By: Deb Robert
In his letters home from “Somewhere in England,” he talked about island life, walking the frozen lake. He shared how he listened to the hockey game on Sunday morning. “Boy, was I glad to hear old Foster again. He said there was four feet of snow in Toronto. That made me feel a little blue.” He would sign off with “Chin up. Cheerio.”
Soon, Pt. Thomas Big Canoe, son of Thomas Sr. and Hannah Big Canoe of Georgina Island, would leave England with the Royal Hamilton Light Infantry as part of the Battle of the Rhineland. The mission: to help free the Dutch from Nazi occupation. Tom had fibbed about his age when he voluntarily joined the army at age 17.
Just weeks before the war ended, on March 8th, 1945, his company became separated in German-occupied Holland. Tom’s group pitched camp and dug foxholes to establish a bridgehead for the next morning. The Germans were prepared for the assault. Thomas got caught up in a firefight so disastrous that only 26 of 200 men survived. Tom was among the dead, gone at age 19.

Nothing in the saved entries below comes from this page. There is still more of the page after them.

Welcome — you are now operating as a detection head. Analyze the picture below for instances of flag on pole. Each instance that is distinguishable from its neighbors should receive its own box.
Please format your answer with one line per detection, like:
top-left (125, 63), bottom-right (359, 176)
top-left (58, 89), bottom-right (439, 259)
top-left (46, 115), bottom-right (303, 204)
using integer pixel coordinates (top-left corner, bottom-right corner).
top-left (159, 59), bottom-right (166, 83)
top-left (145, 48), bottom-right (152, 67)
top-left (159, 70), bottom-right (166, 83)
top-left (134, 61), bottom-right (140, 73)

In the Netherlands, 7,600 Canadian souls were lost and, to this day, the Dutch people fervently remember our nation’s sacrifice. Tom is interned at Groesbeek Canadian War Cemetery, his gravestone etched with a large maple leaf. Tom is the great-great-uncle of Chief Donna Big Canoe of the Chippewas of Georgina Island, who shares that his descendants bring “something from home” like cedar and tobacco from Georgina Island to lay at his gravesite.
In the 1990s, Bill and Elly Gertzen of Holland reached out to the Big Canoe family to let them know they were tending Tom’s gravesite. The two families have formed a tight bond with grandchildren now dedicated to the relationship. Donna and her mother Sandra, were in Holland last April to visit with the Gertzens. “It’s amazing how well they take care of those who passed away. They know the sacrifices they’ve made,” says Donna. This November 10th, she will be among those to honour local veterans at the Georgina Island cenotaph.
Canada’s Indigenous people heavily volunteered to join the war. “It was not mandatory. They did it to protect their families and their country,” says Rachel Big Canoe. In May, she and husband Ian Big Canoe, who named their son Tom in tribute, will travel to Holland for 75th-year liberation ceremonies.
Canadian soldiers equally laid their life on the line during wartime, but upon their return, Indigenous veterans faced rampant injustice. Rachel says, “They contributed to protecting Canada, but were not even given the same basic human rights when they came home.” This included being denied veteran benefits and the right to vote. They were even barred from drinking in legion halls. The federal government issued a formal apology and granted compensation to Indigenous veterans in 2003, although not all cases have been resolved.
The Big Canoe family has donated items to Georgina Military Museum, including Tom’s letters. A renewed First Nations exhibit will debut next spring. Curator John Kaminsky says, “Hopefully, our efforts will begin a healthy conversation about our First Nations heroes and ultimately a step towards preserving and telling their stories with the dignity and honour they deserve.”